Esalen: America and the Religion of No Religion with Jeffrey Kripal.
Esalen has always been on the edge. Famous for its natural hot springs and stunning locale on the face of the Pacific coastline, the institute has long been a world leader in alternative and experiential education. Many luminaries have gathered there to develop their revolutionary ideas, transformative spiritual practices, and innovative art forms.
In his new book, Jeffrey Kripal recounts the spectacular history of Esalen and its birth in the American counterculture. Forged in the literary and mythical leanings of the Beat Generation, inspired in the lecture halls of Stanford by radical scholars of comparative religion, the institute was the remarkable brainchild of Michael Murphy and Richard Price. Set against the heady backdrop of California during the revolutionary 1960s, Esalen recounts in fascinating detail how these two maverick thinkers sought to fuse the spiritual revelations of the East with the scientific revolutions of the West, or to combine the very best elements of Zen Buddhism, Western alchemy, and Indian yoga particularly in its Tantric forms into a decidedly utopian vision that rejected the dogmas of conventional religion- Cody's Books
Bio
Jeffrey J. Kripal
Jeffrey J. Kripal (Ph. D., University of Chicago 1993) is the J. Newton Rayzor Professor of Religious Studies and Chair of the Department of Religious Studies at Rice University, Houston, Texas, USA. He is the author of Roads of Excess, Palaces of Wisdom: Eroticism and Reflexivity in the Study of Mysticism (Chicago, 2001) and Kali's Child: The Mystical and the Erotic in the Life and Teachings of Ramakrishna (Chicago, 1995, 1998).

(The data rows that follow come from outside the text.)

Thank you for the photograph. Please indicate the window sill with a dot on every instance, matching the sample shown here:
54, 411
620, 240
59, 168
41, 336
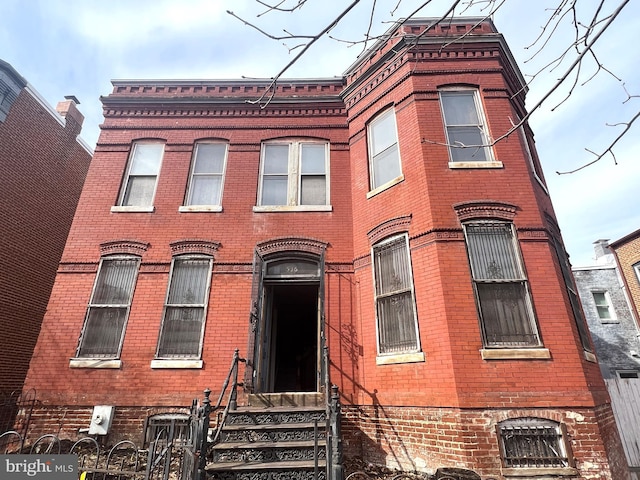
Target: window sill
539, 472
200, 208
292, 208
385, 186
124, 209
484, 164
400, 358
95, 363
176, 363
515, 353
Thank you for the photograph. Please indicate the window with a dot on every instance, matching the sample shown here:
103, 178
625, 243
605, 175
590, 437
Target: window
572, 291
465, 127
604, 306
395, 302
533, 443
108, 308
185, 308
207, 174
294, 174
140, 183
501, 286
384, 154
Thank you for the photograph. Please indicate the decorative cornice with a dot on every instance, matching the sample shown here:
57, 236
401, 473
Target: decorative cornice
131, 247
389, 227
485, 209
205, 247
288, 244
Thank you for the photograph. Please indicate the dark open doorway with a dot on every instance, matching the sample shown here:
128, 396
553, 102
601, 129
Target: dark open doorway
290, 338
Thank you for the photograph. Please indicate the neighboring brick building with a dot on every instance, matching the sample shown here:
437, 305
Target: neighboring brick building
627, 253
615, 336
44, 164
365, 213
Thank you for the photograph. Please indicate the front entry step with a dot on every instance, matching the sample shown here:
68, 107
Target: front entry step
271, 443
285, 399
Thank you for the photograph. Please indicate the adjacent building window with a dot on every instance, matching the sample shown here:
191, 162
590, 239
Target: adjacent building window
604, 306
572, 291
394, 296
467, 134
384, 154
185, 308
533, 443
501, 286
294, 174
108, 309
207, 174
139, 185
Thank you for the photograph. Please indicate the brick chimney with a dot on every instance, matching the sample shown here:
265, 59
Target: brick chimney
601, 248
68, 109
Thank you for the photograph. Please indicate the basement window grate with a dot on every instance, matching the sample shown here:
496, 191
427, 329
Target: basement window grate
533, 443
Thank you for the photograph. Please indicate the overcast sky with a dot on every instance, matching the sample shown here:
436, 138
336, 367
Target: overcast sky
75, 47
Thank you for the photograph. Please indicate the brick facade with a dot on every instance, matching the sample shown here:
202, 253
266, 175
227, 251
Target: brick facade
44, 169
437, 404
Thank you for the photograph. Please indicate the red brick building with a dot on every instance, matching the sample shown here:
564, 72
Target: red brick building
371, 214
44, 164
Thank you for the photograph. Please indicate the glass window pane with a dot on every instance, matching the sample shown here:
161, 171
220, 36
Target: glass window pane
189, 282
103, 332
383, 132
313, 190
146, 159
114, 285
465, 144
386, 167
181, 332
274, 190
459, 108
139, 191
505, 314
396, 327
206, 189
209, 158
492, 252
276, 159
313, 158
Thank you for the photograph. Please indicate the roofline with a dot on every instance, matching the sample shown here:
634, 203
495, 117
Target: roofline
431, 39
223, 81
624, 239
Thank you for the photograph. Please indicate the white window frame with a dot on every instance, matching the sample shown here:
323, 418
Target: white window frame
294, 177
80, 357
489, 161
520, 279
183, 360
124, 188
414, 353
189, 206
376, 186
608, 305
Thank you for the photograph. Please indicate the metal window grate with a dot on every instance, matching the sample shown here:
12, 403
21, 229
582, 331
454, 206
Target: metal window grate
533, 443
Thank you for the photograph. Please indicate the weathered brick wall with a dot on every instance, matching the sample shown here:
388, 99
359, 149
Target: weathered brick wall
427, 438
628, 253
44, 169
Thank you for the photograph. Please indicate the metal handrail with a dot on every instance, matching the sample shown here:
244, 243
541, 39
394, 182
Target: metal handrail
232, 402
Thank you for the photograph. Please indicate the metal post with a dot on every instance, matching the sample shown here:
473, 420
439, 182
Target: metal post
336, 433
205, 413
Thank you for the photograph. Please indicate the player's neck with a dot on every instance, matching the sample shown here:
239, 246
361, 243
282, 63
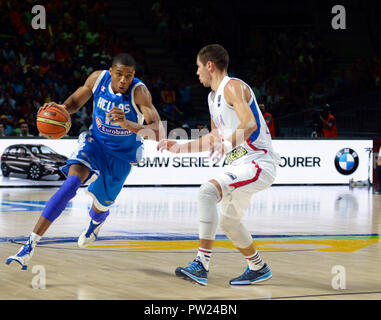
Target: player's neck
217, 79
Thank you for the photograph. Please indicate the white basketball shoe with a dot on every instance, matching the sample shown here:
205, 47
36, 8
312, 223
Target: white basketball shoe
89, 235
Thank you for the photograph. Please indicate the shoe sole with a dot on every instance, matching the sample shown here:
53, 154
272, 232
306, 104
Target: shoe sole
187, 276
248, 282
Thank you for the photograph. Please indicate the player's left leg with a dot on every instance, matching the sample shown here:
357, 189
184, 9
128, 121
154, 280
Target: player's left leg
53, 209
208, 196
249, 179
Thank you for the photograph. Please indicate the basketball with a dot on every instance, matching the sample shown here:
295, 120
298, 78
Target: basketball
53, 122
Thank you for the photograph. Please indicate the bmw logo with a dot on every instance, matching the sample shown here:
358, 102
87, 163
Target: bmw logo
346, 161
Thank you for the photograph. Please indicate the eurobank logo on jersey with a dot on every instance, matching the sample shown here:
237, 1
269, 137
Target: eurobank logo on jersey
111, 130
106, 105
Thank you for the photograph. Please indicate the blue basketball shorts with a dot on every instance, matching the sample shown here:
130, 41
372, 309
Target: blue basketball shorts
107, 174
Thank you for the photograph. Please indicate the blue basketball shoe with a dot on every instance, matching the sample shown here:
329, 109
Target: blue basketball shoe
251, 276
89, 235
24, 255
195, 271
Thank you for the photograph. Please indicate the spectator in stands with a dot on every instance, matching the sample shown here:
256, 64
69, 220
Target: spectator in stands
328, 121
168, 104
24, 129
8, 127
269, 119
8, 53
185, 101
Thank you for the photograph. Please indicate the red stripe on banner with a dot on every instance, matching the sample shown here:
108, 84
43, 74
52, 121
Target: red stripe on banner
245, 182
254, 148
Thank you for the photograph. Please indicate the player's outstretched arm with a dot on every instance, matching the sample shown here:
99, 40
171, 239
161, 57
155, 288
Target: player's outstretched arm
82, 94
79, 97
153, 129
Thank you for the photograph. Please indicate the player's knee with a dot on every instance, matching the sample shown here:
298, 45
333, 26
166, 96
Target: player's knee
228, 225
80, 171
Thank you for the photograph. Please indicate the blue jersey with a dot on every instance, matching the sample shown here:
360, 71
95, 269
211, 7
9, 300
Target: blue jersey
113, 139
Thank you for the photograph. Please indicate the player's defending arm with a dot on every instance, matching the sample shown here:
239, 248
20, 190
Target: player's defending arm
153, 129
80, 96
238, 95
204, 143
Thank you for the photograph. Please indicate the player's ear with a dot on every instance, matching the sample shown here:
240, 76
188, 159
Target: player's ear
209, 66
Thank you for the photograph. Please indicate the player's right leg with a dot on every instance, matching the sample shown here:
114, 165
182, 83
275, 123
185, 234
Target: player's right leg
104, 192
209, 195
77, 175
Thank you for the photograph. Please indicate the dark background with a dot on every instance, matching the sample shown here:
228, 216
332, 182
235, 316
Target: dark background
287, 51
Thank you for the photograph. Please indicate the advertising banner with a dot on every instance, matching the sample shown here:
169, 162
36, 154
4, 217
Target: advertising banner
302, 162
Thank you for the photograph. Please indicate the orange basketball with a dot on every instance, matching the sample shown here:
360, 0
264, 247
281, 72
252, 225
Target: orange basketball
53, 122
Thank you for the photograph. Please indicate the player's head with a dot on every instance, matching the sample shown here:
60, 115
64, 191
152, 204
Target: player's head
122, 72
210, 59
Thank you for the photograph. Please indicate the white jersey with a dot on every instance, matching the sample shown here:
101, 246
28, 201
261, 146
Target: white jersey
258, 147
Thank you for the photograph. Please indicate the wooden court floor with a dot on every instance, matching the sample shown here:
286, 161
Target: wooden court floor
320, 242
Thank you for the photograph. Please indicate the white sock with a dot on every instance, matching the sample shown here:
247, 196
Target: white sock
254, 261
204, 256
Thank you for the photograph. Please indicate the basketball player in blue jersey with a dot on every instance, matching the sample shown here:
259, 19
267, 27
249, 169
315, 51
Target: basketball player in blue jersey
240, 133
106, 152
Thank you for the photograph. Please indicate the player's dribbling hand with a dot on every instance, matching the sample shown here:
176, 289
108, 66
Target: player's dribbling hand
171, 146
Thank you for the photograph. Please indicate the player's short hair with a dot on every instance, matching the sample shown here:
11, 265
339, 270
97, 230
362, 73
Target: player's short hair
216, 54
124, 59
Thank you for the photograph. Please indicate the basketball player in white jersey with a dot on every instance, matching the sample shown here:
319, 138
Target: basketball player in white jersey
239, 131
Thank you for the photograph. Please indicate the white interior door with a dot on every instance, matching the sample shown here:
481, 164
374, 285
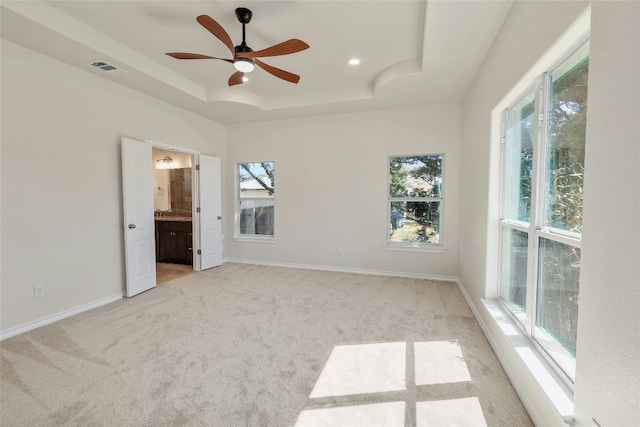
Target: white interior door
139, 226
210, 212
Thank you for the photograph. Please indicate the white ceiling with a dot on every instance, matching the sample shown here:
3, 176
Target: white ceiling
411, 52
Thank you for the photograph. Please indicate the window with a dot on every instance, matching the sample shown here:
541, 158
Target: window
256, 199
415, 200
541, 210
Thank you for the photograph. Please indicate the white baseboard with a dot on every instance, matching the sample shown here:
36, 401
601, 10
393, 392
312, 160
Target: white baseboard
346, 270
16, 330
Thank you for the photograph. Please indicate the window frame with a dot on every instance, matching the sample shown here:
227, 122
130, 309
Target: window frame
415, 246
536, 228
256, 238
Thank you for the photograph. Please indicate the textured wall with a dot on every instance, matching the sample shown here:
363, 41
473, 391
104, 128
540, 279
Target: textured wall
331, 186
61, 180
608, 367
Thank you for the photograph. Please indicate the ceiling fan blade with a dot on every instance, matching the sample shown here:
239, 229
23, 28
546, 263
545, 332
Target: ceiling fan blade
216, 29
284, 75
186, 55
284, 48
236, 78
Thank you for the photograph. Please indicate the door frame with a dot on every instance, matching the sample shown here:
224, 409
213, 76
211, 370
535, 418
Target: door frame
195, 191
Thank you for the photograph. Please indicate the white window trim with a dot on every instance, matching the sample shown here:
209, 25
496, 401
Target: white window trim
250, 238
536, 230
416, 246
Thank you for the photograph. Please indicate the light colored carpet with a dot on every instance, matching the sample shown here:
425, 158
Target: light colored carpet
246, 345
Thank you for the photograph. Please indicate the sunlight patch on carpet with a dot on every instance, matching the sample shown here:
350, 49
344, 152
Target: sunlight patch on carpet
440, 362
377, 414
454, 412
363, 368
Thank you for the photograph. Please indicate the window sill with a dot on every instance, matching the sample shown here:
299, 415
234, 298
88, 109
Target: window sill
255, 239
438, 249
548, 380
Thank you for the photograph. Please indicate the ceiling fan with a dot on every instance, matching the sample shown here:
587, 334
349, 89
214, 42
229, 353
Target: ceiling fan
244, 58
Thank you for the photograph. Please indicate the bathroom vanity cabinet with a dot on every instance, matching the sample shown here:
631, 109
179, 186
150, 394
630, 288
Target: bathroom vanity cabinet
174, 240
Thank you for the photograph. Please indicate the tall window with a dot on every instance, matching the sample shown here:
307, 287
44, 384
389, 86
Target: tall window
415, 200
541, 212
256, 198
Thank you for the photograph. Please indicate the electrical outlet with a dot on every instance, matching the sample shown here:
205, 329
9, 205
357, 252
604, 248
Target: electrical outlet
38, 291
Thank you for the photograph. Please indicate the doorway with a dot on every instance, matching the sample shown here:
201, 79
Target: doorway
173, 190
204, 250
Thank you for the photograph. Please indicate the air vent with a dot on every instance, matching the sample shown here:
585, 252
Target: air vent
104, 66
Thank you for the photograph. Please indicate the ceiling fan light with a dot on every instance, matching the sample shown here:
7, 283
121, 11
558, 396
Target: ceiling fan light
244, 65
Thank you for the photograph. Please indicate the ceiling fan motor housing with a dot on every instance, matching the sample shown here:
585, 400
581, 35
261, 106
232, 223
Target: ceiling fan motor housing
244, 15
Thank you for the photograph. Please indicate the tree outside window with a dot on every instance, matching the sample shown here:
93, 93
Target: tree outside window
415, 199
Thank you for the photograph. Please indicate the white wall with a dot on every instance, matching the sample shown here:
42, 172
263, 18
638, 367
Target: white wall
331, 186
607, 365
608, 368
61, 180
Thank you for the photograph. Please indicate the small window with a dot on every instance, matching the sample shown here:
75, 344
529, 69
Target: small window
255, 216
415, 200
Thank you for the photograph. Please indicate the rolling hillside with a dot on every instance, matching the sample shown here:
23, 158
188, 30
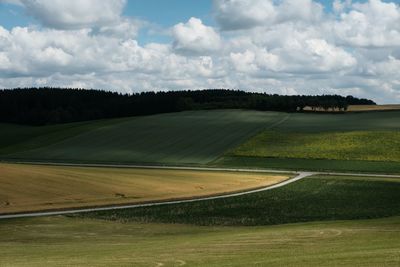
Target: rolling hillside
195, 137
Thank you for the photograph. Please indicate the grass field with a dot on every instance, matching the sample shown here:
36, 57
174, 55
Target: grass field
362, 108
32, 188
359, 145
361, 166
360, 142
60, 241
186, 137
202, 137
373, 107
316, 198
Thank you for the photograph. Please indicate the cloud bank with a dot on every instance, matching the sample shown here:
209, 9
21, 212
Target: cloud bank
287, 46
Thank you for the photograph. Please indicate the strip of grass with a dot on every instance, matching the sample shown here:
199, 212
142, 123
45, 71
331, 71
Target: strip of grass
309, 164
59, 241
27, 188
359, 145
311, 199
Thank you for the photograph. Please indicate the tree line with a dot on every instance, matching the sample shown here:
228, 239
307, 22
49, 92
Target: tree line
41, 106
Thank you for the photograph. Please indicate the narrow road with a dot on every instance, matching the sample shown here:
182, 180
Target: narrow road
300, 175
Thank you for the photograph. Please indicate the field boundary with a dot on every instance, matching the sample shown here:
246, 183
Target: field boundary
299, 176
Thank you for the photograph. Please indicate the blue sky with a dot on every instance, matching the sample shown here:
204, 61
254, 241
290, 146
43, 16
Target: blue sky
274, 46
164, 14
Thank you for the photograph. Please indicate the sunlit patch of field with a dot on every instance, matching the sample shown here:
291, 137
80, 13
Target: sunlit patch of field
33, 187
354, 145
359, 108
373, 107
60, 241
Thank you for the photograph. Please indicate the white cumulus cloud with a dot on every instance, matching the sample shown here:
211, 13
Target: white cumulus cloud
195, 37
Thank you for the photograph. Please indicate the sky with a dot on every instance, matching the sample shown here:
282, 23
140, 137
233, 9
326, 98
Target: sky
275, 46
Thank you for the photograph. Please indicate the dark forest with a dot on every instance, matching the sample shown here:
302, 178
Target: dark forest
41, 106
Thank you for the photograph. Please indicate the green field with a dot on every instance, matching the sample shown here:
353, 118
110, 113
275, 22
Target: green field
318, 221
182, 138
59, 241
122, 239
358, 145
359, 142
364, 142
317, 198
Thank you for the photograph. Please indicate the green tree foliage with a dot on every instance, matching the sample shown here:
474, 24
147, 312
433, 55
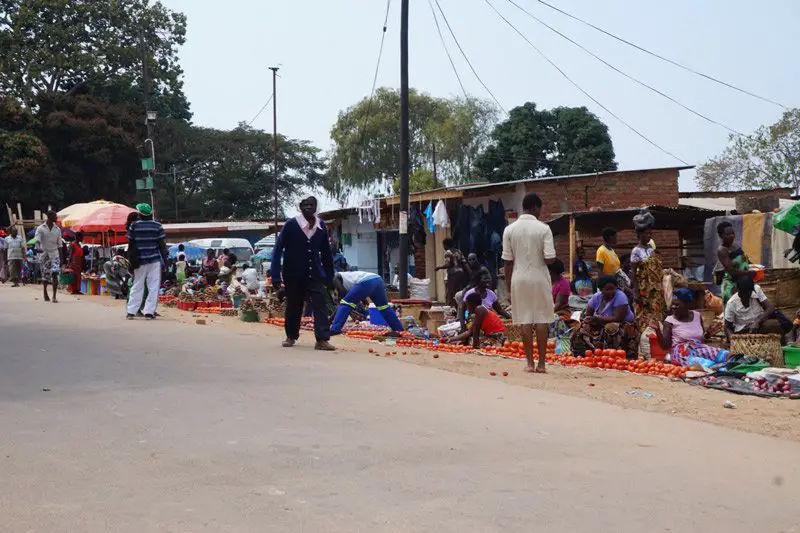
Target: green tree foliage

He has also co-edited volumes with Glenn W. Shuck on the history of Esalen and the American counterculture, On the Edge of the Future: Esalen and the Evolution of American Culture (Indiana, 2005); with Rachel Fell McDermott on a popular Hindu goddess, Encountering Kali: In the Margins, at the Center, in the West (California, 2003); with G. William Barnard on the ethical critique of mystical traditions, Crossing Boundaries: Essays on the Ethical Status of Mysticism (Seven Bridges, 2002); and with T.G. Vaidyanathan of Bangalore, India, on the dialogue between psychoanalysis and Hinduism, Vishnu on Freud's Desk: A Reader in Psychoanalysis and Hinduism (Oxford, 1999).
His areas of interest include the comparative erotics and ethics of mystical literature, American countercultural translations of Asian religions, and the history of Western esotericism from ancient gnosticism to the New Age.